The first review I did on my blog sung praises of Ruth Ozeki’s most recent novel, which considers the notions of suicide in both modern and contemporary Japanese culture. That being said, this book might not make for light reading. Throw into the mix a couple of lessons on quantum physics to inform the novel’s extended metaphors, and you might find yourself working hard to put two and two together. The sum however is extremely rewarding.
Ozeki’s book is affirming in the way it interrogates the traditional ties between honor and death, and juxtaposes them against the inherent meaning of every present moment. It’s like a self-help book that doesn’t muddle itself by being overly vague or abstract.

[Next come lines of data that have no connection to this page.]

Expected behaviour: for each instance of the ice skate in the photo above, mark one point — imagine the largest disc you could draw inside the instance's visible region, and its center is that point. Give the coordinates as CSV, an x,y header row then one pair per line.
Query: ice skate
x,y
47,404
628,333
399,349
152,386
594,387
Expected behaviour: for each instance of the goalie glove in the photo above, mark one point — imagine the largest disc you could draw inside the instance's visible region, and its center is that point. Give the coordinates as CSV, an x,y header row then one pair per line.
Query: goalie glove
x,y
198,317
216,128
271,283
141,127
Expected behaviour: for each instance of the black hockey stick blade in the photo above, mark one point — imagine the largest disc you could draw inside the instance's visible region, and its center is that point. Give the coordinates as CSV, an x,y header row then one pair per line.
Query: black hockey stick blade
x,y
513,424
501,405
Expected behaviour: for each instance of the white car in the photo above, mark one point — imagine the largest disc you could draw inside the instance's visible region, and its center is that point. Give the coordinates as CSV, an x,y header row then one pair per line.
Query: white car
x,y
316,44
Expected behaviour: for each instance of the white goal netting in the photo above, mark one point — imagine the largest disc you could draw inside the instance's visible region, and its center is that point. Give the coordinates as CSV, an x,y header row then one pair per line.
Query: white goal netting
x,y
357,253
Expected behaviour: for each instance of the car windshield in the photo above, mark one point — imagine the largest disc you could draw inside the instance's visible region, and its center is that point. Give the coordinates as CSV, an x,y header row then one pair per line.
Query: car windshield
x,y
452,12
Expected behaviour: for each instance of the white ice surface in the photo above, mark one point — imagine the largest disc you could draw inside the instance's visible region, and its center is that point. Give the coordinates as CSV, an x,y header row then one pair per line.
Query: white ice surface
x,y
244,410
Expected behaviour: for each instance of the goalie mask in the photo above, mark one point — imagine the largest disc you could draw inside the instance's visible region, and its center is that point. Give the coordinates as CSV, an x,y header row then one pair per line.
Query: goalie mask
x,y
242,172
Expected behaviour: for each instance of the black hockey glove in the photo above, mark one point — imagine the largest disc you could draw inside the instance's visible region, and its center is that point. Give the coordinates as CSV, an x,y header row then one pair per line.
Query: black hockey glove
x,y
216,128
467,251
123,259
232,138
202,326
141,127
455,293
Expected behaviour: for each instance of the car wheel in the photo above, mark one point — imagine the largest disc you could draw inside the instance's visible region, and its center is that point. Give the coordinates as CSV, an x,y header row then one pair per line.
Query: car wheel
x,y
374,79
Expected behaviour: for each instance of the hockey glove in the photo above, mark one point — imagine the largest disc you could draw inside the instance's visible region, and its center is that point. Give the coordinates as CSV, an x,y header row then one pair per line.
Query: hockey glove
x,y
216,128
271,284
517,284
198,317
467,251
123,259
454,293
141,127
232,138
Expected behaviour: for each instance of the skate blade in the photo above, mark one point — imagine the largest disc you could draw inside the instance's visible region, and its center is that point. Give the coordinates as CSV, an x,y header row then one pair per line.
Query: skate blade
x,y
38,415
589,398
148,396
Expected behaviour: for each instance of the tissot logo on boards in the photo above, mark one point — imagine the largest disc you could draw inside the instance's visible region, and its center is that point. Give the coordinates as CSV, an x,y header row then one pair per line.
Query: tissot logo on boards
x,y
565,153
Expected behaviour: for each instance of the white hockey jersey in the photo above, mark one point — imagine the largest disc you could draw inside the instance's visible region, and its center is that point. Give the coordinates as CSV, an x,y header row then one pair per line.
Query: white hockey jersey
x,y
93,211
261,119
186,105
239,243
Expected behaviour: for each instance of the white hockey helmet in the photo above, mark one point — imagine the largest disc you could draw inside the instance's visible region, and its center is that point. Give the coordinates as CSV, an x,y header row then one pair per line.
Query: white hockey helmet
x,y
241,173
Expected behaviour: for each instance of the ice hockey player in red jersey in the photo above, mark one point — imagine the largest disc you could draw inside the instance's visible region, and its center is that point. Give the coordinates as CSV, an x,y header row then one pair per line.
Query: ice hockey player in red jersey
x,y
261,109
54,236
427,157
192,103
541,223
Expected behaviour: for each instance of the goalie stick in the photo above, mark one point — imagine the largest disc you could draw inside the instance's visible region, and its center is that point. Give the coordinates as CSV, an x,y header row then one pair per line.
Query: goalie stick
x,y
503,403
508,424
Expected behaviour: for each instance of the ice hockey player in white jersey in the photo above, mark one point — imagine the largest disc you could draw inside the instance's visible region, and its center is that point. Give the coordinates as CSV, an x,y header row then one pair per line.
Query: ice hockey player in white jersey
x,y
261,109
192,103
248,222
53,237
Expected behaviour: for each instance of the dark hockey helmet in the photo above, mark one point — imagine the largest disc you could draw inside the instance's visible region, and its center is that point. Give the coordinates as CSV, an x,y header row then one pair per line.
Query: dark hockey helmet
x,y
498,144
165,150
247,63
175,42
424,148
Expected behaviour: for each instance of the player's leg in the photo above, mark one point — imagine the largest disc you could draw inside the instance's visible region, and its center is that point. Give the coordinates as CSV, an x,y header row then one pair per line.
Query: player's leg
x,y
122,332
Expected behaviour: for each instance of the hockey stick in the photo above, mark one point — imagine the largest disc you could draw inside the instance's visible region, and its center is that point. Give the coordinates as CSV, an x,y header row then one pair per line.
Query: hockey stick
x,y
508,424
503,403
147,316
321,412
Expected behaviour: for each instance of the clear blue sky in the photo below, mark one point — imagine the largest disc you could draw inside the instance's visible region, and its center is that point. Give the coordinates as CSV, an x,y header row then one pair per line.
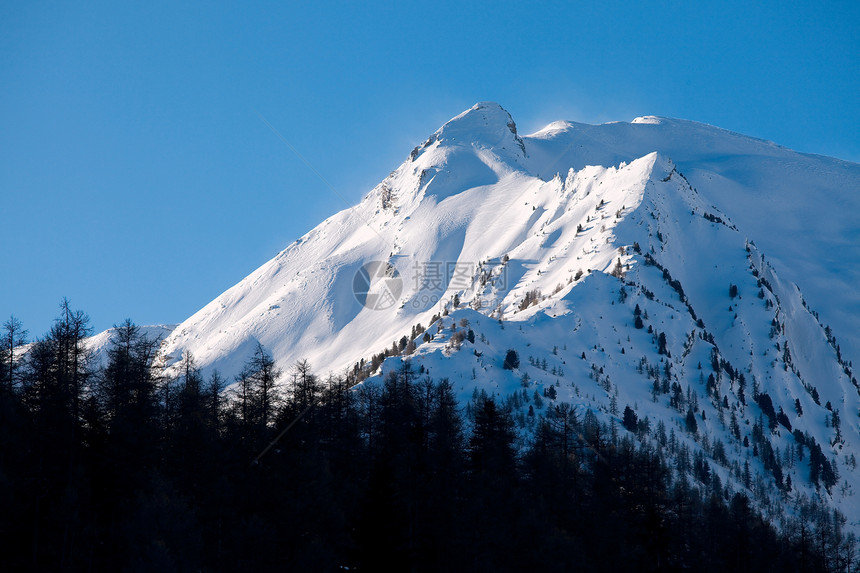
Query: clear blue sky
x,y
137,179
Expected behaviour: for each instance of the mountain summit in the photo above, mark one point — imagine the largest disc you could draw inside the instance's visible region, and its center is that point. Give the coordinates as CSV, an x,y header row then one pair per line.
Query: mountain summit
x,y
475,191
700,280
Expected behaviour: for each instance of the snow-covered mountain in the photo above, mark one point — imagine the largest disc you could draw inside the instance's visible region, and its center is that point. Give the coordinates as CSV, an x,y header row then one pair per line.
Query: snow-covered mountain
x,y
705,279
476,191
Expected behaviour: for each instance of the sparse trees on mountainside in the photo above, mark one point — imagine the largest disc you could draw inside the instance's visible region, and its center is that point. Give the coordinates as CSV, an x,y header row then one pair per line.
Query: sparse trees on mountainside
x,y
154,472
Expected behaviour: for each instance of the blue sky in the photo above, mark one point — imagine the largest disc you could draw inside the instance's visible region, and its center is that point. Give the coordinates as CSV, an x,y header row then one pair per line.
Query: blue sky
x,y
138,180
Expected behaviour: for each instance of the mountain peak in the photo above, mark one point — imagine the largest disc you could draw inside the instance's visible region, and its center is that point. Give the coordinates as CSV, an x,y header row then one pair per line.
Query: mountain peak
x,y
486,124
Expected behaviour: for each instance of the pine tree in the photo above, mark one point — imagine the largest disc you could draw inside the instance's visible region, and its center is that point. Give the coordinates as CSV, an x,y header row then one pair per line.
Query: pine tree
x,y
630,420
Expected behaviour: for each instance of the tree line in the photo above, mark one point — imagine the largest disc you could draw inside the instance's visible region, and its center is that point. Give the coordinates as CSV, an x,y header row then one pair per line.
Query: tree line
x,y
122,466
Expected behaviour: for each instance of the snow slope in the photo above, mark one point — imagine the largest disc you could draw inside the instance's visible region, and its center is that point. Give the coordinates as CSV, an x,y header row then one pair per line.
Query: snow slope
x,y
741,256
476,191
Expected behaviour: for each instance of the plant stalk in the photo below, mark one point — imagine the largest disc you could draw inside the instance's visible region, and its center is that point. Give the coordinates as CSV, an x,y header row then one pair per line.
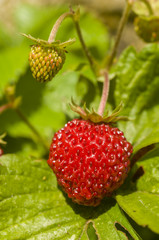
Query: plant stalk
x,y
57,25
119,32
105,93
85,49
26,121
148,5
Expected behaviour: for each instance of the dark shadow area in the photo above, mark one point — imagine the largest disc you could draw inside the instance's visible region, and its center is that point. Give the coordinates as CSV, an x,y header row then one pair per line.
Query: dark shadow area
x,y
137,156
144,232
119,227
85,86
89,212
16,144
91,232
139,173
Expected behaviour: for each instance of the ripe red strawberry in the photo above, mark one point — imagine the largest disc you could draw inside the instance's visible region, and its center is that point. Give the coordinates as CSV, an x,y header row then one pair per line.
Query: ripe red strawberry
x,y
46,61
90,160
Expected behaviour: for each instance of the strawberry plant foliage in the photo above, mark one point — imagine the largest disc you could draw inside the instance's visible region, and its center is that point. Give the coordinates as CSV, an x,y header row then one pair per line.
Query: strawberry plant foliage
x,y
39,210
32,205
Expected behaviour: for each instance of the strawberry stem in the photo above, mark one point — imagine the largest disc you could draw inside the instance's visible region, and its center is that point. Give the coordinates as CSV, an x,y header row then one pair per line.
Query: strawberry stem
x,y
120,31
105,93
57,25
80,36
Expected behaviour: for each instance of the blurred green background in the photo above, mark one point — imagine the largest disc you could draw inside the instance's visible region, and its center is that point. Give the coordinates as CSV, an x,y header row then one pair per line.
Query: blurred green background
x,y
46,105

The principles that Ozeki attempts to draw out are informed by concrete experiences; by making herself a character in her own novel, Ozeki directs the reader’s attention to the way one must become involved with another person’s narrative in order to properly re-tell it and impart its lessons, which have been compounded upon by the Ozeki’s own experiences and reflections. Ultimately the reader comes face-to-face with the power that probable fictions hold over every reader, underlining the idea that fictions don’t have to be true to fact, just true to life.
This last entry is a bit of a cheat. When I read it in 2014, it was for the second time, the first read-through not having been very enjoyable. I may have read it back then with a certain prejudice, wondering from which abyss Syjuco had emerged from and why his first novel’s narrative was unnecessarily complex, sandwiching storyline after storyline into each chapter. Finishing it became something of a chore, and having placed it into this list, I wonder if others who have read the book feel this way too: that Ilustrado is much better the second time around than it is the first. If one is diligent enough to connect the dots (reconcile the beginning with the ending, remember who said what and the importance of that statement, take notes even, if necessary), then Ilustrado becomes an affirming fiction of our people and times, a story of how we – the generation of the Internet and globalism and postmodernism in the Philippines – came to be as an effect of our fathers and grandfathers and our ancestors who either came to the Philippines with hope for personal gain or sat and watched as the foreigners planted their flags and their values before merrily skipping back to their respective homelands.
As a story of us, the novel also focuses on our present personal hopes, particularly our hope to make sense of ourselves either in our country or outside of it, and our national failures, particularly our failure to bridge the gaps between those living in the extremes of social conditions. It presents the story of us as the story of one generation, embodied by Miguel, desperately seeking to know what became of the last, embodied by the literary enigma Crispin Salvador, while engulfed by the burdens of regret in both generations. It is a story of how the power of literature is the power of miracles, able to bend time, space, and even death.
Finally, it is a call for Filipinos to come home – to recognize that the shades of airplanes are always a thrill to spot because they “[confirm] that we’re still tethered to home, even if only by shadows” – and, as we have chirped about doing since we were taught to chirp it as kids, change our world.